According to the industry association’s research on the fabric market in Jiangsu and Zhejiang, the current average operating rate is about 70%. Some weaving factories only operate night shifts and the day shifts have holidays. Raw material prices have fallen, the market has been sluggish, product inventories have increased, and production and sales rates have been lower than normal levels. Foreign trade orders have resumed growth, and prices have dropped by about 30% year-on-year. Short orders, urgent orders, and small orders are the main ones, and operations are at a loss. Some downstream home textile brands have opened ordering meetings, and the regular varieties are in a wait-and-see mode, with few actual orders. Affected by factors such as the inverted price difference between domestic and foreign cotton and the Xinjiang cotton problem, downstream orders are expected to remain sluggish.

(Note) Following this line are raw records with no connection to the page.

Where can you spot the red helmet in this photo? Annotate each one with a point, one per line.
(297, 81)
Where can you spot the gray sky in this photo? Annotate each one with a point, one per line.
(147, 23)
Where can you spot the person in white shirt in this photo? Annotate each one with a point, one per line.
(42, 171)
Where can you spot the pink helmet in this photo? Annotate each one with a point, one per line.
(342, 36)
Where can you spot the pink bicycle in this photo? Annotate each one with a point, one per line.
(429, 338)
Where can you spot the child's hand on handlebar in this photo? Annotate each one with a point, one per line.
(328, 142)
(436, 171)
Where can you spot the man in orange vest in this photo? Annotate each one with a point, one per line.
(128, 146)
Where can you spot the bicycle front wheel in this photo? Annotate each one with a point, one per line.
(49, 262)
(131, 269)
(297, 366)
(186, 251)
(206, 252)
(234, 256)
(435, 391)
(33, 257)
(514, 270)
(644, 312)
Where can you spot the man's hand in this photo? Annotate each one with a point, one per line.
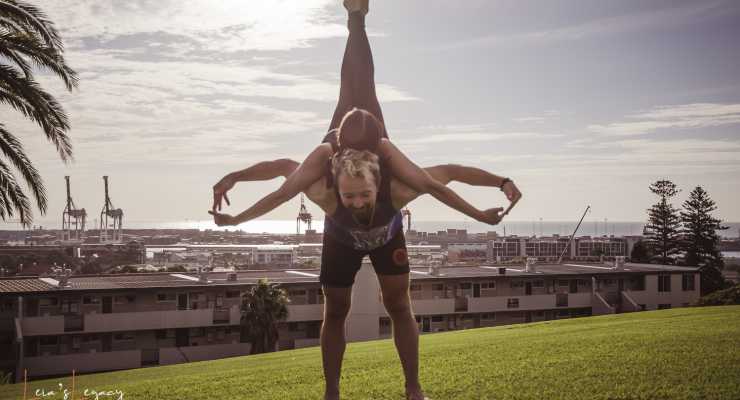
(219, 192)
(513, 194)
(492, 216)
(222, 219)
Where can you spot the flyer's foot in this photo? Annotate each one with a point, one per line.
(357, 6)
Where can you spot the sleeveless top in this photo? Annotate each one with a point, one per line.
(387, 221)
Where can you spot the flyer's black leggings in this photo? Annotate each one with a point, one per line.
(357, 88)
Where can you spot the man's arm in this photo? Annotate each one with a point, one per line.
(402, 194)
(310, 171)
(262, 171)
(420, 180)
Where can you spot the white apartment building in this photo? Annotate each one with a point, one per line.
(114, 322)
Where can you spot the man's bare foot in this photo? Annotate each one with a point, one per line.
(415, 394)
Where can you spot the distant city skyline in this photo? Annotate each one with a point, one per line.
(578, 102)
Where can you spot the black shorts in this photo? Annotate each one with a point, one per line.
(340, 263)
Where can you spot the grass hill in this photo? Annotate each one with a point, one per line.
(683, 353)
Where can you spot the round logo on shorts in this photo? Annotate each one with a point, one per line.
(400, 258)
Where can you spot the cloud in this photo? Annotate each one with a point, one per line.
(648, 20)
(475, 137)
(230, 25)
(696, 115)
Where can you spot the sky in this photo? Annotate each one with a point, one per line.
(578, 102)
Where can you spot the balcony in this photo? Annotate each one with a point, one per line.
(221, 316)
(176, 355)
(49, 325)
(305, 312)
(433, 306)
(528, 303)
(461, 304)
(134, 321)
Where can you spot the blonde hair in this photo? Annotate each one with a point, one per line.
(356, 164)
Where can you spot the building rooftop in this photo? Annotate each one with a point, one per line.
(21, 285)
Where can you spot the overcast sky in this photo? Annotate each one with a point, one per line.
(579, 102)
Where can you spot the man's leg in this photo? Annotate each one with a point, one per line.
(395, 289)
(333, 342)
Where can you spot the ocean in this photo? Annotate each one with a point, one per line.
(521, 228)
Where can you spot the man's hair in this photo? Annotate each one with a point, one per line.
(356, 164)
(360, 130)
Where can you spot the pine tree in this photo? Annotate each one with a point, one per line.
(640, 253)
(700, 240)
(662, 234)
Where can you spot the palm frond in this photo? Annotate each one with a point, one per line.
(13, 151)
(11, 55)
(13, 198)
(44, 57)
(26, 96)
(31, 19)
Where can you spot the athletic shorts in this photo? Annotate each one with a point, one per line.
(340, 263)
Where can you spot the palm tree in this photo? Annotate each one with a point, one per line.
(262, 308)
(28, 39)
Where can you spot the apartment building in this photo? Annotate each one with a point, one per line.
(584, 248)
(49, 326)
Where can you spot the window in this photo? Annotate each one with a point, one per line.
(638, 283)
(48, 340)
(197, 332)
(123, 336)
(165, 297)
(48, 301)
(561, 300)
(664, 283)
(90, 338)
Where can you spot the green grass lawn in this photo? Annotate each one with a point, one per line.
(684, 353)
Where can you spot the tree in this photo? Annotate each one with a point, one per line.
(262, 308)
(640, 253)
(700, 241)
(28, 39)
(662, 230)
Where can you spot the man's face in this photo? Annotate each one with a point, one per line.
(358, 195)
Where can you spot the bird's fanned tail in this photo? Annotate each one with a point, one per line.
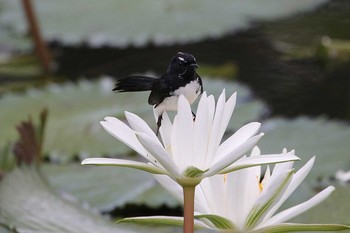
(134, 83)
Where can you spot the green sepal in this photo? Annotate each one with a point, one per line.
(258, 211)
(193, 172)
(218, 221)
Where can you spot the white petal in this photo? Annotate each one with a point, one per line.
(201, 133)
(212, 189)
(237, 139)
(268, 198)
(139, 125)
(228, 110)
(301, 208)
(184, 132)
(124, 163)
(233, 155)
(298, 177)
(214, 140)
(123, 133)
(165, 130)
(243, 191)
(259, 160)
(159, 153)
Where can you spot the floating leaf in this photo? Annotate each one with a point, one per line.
(29, 204)
(122, 23)
(309, 137)
(75, 111)
(106, 188)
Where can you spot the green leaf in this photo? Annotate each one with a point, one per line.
(292, 227)
(260, 209)
(106, 188)
(158, 220)
(310, 137)
(30, 205)
(147, 21)
(75, 111)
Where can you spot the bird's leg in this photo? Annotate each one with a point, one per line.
(194, 116)
(159, 123)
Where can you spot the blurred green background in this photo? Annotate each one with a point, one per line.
(288, 60)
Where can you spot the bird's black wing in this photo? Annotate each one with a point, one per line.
(159, 92)
(134, 83)
(162, 88)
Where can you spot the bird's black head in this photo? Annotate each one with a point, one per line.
(183, 64)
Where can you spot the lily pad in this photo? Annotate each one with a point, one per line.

In addition, the current destocking effect of weaving enterprises is slow, and under the dilemma of high inventory and low demand, “reducing production shutdowns” seems to be a strategy to save lives. However, at this stage, the industry’s start-up is already at a low level, and although long-term low-load operation will aggravate the enterprise Production costs, but in order to maintain the loss of workers, etc., the overall startup will not decline significantly in the short term. As the temperature gradually rises and terminal orders are not good, the downstream weaving industry is expected to decline. While supply and demand are mismatched, the supply of raw materials will also be reduced.